A lot of the work is done in software, and they have adapted their CAD programs to create three-dimensional airfoils in multiple pieces. They then use what they call variablemolding tables to consolidate the pieces together.

“It creates a proper airfoil that allows sailboats to sail as well as, if not better than, the sail technology that’s out there today,” Kiss said.

It’s the opaqueness of the PhotoSails sail that is the important element of the process. Most sailboat sails are translucent—when you see them out on the water on a sunny day, the sun shines through and lights them up, and it’s a rather beautiful sight—the kind of effect that makes someone want to buy a boat in the first place. However, when you have paid advertising on both sides of a sail, the sun can’t shine through; it would be the sail equivalent of showthrough. The only way to accomplish this on a translucent sail is to mirror the image on both sides of the sail precisely using multiple pieces of sail cloth.

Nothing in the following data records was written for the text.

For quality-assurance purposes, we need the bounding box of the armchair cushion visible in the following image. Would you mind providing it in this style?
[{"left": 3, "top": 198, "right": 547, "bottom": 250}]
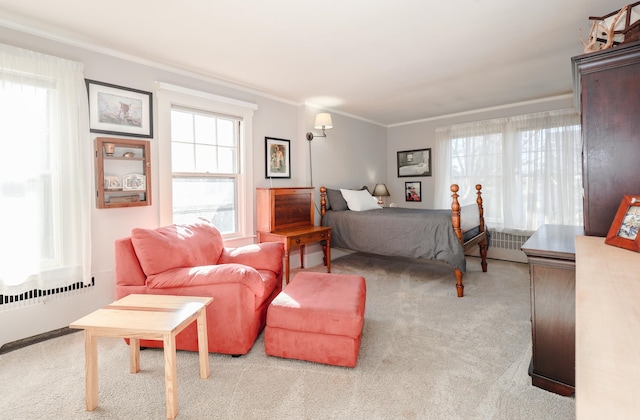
[
  {"left": 147, "top": 264, "right": 275, "bottom": 302},
  {"left": 218, "top": 242, "right": 284, "bottom": 273},
  {"left": 131, "top": 223, "right": 224, "bottom": 276}
]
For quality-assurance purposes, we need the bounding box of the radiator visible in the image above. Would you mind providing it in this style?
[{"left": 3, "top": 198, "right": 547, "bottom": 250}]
[
  {"left": 468, "top": 229, "right": 530, "bottom": 263},
  {"left": 489, "top": 229, "right": 531, "bottom": 251},
  {"left": 0, "top": 277, "right": 95, "bottom": 311}
]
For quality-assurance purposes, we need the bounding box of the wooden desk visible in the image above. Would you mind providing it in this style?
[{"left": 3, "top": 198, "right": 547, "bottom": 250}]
[
  {"left": 258, "top": 226, "right": 331, "bottom": 284},
  {"left": 522, "top": 225, "right": 584, "bottom": 396},
  {"left": 576, "top": 236, "right": 640, "bottom": 420},
  {"left": 69, "top": 294, "right": 213, "bottom": 419}
]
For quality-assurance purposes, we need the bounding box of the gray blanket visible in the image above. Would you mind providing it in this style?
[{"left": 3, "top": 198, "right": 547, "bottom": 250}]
[{"left": 322, "top": 207, "right": 466, "bottom": 272}]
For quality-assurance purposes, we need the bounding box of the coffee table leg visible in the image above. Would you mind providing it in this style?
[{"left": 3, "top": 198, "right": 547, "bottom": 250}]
[
  {"left": 164, "top": 333, "right": 178, "bottom": 419},
  {"left": 84, "top": 329, "right": 98, "bottom": 411},
  {"left": 129, "top": 338, "right": 140, "bottom": 373},
  {"left": 196, "top": 306, "right": 209, "bottom": 379}
]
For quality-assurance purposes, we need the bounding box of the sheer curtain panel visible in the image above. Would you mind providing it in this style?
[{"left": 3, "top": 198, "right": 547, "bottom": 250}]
[
  {"left": 0, "top": 44, "right": 93, "bottom": 296},
  {"left": 434, "top": 109, "right": 583, "bottom": 235}
]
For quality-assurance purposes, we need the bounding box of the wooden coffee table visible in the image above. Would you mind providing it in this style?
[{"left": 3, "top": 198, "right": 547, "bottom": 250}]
[{"left": 69, "top": 294, "right": 213, "bottom": 419}]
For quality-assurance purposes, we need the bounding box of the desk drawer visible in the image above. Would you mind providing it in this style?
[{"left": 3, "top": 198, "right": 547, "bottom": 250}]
[{"left": 289, "top": 231, "right": 330, "bottom": 246}]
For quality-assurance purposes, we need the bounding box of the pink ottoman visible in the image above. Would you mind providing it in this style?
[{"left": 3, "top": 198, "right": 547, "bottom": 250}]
[{"left": 264, "top": 271, "right": 366, "bottom": 367}]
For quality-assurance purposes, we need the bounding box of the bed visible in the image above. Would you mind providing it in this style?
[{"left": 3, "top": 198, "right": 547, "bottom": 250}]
[{"left": 320, "top": 184, "right": 488, "bottom": 297}]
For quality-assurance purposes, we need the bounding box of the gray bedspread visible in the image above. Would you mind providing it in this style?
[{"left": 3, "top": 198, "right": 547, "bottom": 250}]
[{"left": 322, "top": 207, "right": 466, "bottom": 272}]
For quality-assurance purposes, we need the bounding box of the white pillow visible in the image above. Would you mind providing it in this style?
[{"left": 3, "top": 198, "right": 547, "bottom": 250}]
[
  {"left": 460, "top": 204, "right": 480, "bottom": 232},
  {"left": 340, "top": 188, "right": 382, "bottom": 211}
]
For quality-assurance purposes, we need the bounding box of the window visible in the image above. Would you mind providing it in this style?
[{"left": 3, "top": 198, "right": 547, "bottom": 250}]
[
  {"left": 171, "top": 107, "right": 241, "bottom": 234},
  {"left": 0, "top": 44, "right": 92, "bottom": 296},
  {"left": 157, "top": 83, "right": 257, "bottom": 246},
  {"left": 435, "top": 110, "right": 583, "bottom": 233}
]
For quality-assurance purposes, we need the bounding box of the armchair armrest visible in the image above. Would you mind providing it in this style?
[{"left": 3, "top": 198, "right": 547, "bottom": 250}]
[{"left": 218, "top": 242, "right": 284, "bottom": 274}]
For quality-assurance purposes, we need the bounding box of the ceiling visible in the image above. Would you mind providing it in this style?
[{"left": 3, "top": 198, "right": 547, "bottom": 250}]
[{"left": 0, "top": 0, "right": 627, "bottom": 126}]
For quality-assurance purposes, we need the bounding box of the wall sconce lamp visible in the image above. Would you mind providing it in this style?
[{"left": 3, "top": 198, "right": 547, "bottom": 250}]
[
  {"left": 307, "top": 112, "right": 333, "bottom": 141},
  {"left": 371, "top": 184, "right": 391, "bottom": 205}
]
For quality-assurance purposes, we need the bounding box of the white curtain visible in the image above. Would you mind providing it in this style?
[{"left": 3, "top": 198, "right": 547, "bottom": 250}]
[
  {"left": 0, "top": 44, "right": 92, "bottom": 296},
  {"left": 434, "top": 110, "right": 583, "bottom": 234}
]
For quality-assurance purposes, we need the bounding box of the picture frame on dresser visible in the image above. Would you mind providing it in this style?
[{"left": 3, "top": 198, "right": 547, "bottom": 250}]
[
  {"left": 264, "top": 137, "right": 291, "bottom": 178},
  {"left": 604, "top": 195, "right": 640, "bottom": 252},
  {"left": 404, "top": 181, "right": 422, "bottom": 201},
  {"left": 85, "top": 79, "right": 153, "bottom": 138}
]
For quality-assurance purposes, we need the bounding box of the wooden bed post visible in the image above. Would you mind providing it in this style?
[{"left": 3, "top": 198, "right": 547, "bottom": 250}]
[
  {"left": 450, "top": 184, "right": 464, "bottom": 245},
  {"left": 320, "top": 187, "right": 327, "bottom": 221},
  {"left": 476, "top": 184, "right": 487, "bottom": 273},
  {"left": 450, "top": 184, "right": 464, "bottom": 297}
]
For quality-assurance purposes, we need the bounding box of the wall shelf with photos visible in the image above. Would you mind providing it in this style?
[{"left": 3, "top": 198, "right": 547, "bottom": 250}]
[{"left": 95, "top": 137, "right": 151, "bottom": 209}]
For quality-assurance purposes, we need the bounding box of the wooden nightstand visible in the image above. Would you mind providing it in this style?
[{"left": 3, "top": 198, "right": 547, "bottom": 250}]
[
  {"left": 256, "top": 187, "right": 331, "bottom": 284},
  {"left": 258, "top": 226, "right": 331, "bottom": 284}
]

“It’s a nightmare process and one side is backwards,” Kiss said. “If you miss the mirroring perfectly, then it looks like it’s blurry.”

PhotoSails has grown consistently from year-to-year, although sail-based advertising does require a fairly significant advertising budget.

“Almost all of our clients are Fortune 500 companies,” Kiss said. “This is not for Billy Bob’s Pizza Shack. This isn’t a bus wrap or a park bench or something like that. This is something that is dealing with half a million- and million-dollar yachts.”

The boat doesn’t even need to leave the dock—which presents an interesting way to get around sign codes regulating

advertising signage.

“We’ve been doing a beach program called Beach Billboards,” Kiss said. “Coca-Cola wanted to have their signage on a beach, but that’s highly regulated. We were putting our signs on sailboat rentals, and people were walking by them every day and looking at them. And the rental people loved it because they’re getting a free set of sails and getting subsidized by Coca-Cola for putting the sail up. So they’re making money without the boat even going out.”